リィナが少し先を歩きながら足を止め、丘の上から遠景を見つめる。エラも同じ方向を見て、こくりと頷いた。遠くの視界には、大きな壁のようなものが見え、そこからは細い煙の柱がいくつか上がっているようにも見える。




「町っぽいね。でも……まだけっこう距離あるかも」




俺は地図を広げながら、位置をおおまかに確かめる。先ほど森で聞いた話では、この辺りにリンドヴェールという大きな町があるらしい。けれど、ここから見ても門までは相当な距離がありそうだ。




「間に合うかな、夜までに……」




エラが不安げに呟き、空を見上げる。日差しは柔らかくなっているし、雲の端が少し茜色に染まりつつあった。

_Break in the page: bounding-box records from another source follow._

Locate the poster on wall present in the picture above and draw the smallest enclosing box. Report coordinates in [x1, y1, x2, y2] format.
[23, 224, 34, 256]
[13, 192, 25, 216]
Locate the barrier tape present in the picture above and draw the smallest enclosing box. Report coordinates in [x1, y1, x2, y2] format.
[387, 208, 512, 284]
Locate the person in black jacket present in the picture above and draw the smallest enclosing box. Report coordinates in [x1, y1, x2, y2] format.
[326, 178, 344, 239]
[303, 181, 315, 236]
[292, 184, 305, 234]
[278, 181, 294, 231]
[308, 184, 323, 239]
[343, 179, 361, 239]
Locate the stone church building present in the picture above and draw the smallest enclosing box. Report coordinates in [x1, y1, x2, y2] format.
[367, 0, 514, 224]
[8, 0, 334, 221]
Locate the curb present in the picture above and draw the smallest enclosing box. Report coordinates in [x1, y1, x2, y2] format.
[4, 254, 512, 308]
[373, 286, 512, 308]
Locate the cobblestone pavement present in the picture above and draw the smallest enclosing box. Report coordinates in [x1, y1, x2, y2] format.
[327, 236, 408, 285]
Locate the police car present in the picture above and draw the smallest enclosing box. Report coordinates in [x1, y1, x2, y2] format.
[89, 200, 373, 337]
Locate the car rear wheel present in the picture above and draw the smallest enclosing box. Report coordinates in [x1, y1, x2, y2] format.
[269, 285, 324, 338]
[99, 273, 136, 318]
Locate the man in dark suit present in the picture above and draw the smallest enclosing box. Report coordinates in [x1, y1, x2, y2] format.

「うーん、急げば行けるかもしれないけど、着く頃には暗くなっちゃいそうだね」




リィナが肩をすくめてそう言うと、俺は少し考えたあとに小さく息を吐いた。




「なら、今日は野宿しよう。下手に夜になってから町に着くより、明日ゆっくり入った方がいいだろ。門が閉まってるかもしれないし、無理はしない方がいい」




リィナは最初「え、野宿?」と困った顔をしかけたが、エラと目を合わせ、安堵したように笑った。「そっか……確かに夜道は怖いもんね。三人なら、焚き火して見張りもできるし……やってみよう!」




エラは夕暮れの風に髪をなびかせながら、「私も、火はまだ慣れてないけど、二人と一緒なら大丈夫かも」と小さく微笑む。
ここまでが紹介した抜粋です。